Edit: Name has changed to ExpandNestedData.jl based on the feedback in this thread.
I often have to “flatten out” nested JSON data into tables, so I decided to have a go at a package that can handle the task more flexibly than just writing a bunch of nested for loops. And so Normalize.jl was born.
using Normalize
using JSON3
using DataFrames
message = JSON3.read("""
{
"a" : [
{"b" : 1, "c" : 2},
{"b" : 2},
{"b" : [3, 4], "c" : 1},
{"b" : []}
],
"d" : 4
}
"""
)
normalize(message) |> DataFrame
Returns:
4×3 DataFrame
Row | d | a_b | a_c |
---|---|---|---|
Int64 | Union… | Int64? | |
1 | 4 | 1 | 2 |
2 | 4 | 2 | missing |
3 | 4 | [3, 4] | 1 |
4 | 4 | [] |
missing |
It has options for
- Using PooledArrays (helpful with large JSON/XML files with repetative data)
- Flattening array values (would spread
[3, 4]
in the previous example to two rows) - Setting default for missing values
- Replacing automatic names with something more meaningful
- Specifying all these settings on a per-column level
Since this is my first attempt at a package, I’d really love some advice/guidance on a few things:
- How the docs can be improved. (Side note here – Documenter.jl is populating the
Dev
version, but I don’t know how to get theStable
version of the docs to publish) - The API: Thoughts on the custom
ColumnDefinition
struct for accepting user parameters? Other options that should be supported? - Code organization: I’ve notice that a lot of repos keep their whole source in one, very long file. I split mine up into a bunch of purpose-specific files normally, but I want to respect the community’s preferences if this is going to be a public package. Is there a best practice?
- I invented the
NestedIterator
struct and the various repeating/stacking functions that can be applied to them because nestingIterators.repeated(cycle(somegenerator, 4))...

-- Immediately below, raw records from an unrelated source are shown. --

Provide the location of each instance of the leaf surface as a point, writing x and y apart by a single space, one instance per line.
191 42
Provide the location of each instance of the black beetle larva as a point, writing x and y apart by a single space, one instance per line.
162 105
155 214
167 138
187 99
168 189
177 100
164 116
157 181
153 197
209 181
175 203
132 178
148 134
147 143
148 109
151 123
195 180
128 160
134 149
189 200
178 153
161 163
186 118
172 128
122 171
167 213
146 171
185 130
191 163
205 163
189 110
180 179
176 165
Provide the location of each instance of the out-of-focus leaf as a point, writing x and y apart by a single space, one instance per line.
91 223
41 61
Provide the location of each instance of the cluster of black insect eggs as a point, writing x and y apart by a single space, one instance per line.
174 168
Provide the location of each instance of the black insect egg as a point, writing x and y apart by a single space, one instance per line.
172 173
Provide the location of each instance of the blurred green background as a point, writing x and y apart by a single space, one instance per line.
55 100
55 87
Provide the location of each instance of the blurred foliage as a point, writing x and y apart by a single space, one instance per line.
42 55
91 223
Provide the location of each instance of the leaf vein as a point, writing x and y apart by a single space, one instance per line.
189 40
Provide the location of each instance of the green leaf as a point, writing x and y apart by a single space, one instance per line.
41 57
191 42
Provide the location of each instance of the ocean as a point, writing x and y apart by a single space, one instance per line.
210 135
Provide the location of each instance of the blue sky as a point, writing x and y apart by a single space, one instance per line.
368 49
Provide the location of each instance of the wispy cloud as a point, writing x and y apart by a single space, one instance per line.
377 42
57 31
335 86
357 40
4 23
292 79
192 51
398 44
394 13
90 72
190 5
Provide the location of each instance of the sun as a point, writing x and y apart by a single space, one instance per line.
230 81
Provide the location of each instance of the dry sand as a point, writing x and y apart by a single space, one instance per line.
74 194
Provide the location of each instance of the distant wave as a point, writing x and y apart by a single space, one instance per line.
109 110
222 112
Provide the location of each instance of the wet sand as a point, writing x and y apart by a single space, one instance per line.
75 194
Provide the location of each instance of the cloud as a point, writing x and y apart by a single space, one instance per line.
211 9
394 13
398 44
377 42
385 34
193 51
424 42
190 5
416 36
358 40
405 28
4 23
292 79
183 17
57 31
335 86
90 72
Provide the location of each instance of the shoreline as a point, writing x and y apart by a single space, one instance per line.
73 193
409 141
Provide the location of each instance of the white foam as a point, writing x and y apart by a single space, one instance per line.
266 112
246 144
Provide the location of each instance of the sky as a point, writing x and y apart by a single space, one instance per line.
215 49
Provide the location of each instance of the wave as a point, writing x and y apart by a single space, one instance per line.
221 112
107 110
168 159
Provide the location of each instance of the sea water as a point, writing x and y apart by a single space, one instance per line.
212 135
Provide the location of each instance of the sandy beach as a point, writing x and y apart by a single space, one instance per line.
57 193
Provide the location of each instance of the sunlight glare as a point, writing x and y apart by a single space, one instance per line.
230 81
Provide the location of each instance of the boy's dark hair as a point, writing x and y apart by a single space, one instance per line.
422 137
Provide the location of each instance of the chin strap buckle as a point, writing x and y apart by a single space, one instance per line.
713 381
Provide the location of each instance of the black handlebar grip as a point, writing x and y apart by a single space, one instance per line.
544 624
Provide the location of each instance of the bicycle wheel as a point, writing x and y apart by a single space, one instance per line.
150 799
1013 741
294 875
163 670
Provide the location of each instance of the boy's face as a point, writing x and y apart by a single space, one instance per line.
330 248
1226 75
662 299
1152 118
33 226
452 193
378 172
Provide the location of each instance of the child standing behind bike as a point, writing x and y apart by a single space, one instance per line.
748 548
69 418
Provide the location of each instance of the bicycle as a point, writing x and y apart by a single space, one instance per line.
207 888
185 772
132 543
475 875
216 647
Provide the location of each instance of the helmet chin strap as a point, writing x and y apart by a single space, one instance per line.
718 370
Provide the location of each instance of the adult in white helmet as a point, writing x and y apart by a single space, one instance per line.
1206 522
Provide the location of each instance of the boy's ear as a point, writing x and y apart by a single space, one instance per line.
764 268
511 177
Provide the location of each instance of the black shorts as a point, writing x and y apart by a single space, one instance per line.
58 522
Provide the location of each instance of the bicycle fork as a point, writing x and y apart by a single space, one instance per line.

was slowing things way down, I think because of Inference. However, it trades off with having to do a large number of composed steps for each index when collecting into aVector
at the end. Is there a better approach for deeply nesting iterators like this? - The name. Googling
normalize
does generally yield “normal data structure” in the context of database tables, but I know that it’s also used for “normalizing data” in the context of ML and statistics. I don’t want to take up prime real estate in the namespace if there is a better name for this package.
Current Loose Ends that I’m tracking:
- Currently, I’m checking across all column definitions for unique names and whether I’m at a “leaf node” at every step. Really, this should be parsed into a graph first, and then passed into the processing steps.
- I want to rename
stack
iterators tovcat
since that is really what’s happening. - Stable Docs don’t work
- Write tests for functions below the public api (especially NestedIterators)
- I’m currently testing with
JSON3.jl
(both itsJSON3.Object
andStructType.jl
outputs), but this should work withYAML.jl
,XMLDict.jl
, etc. I’d like to add tests for these.
Edit: corrected the output now that code is working correctly. Thank you, @Dan!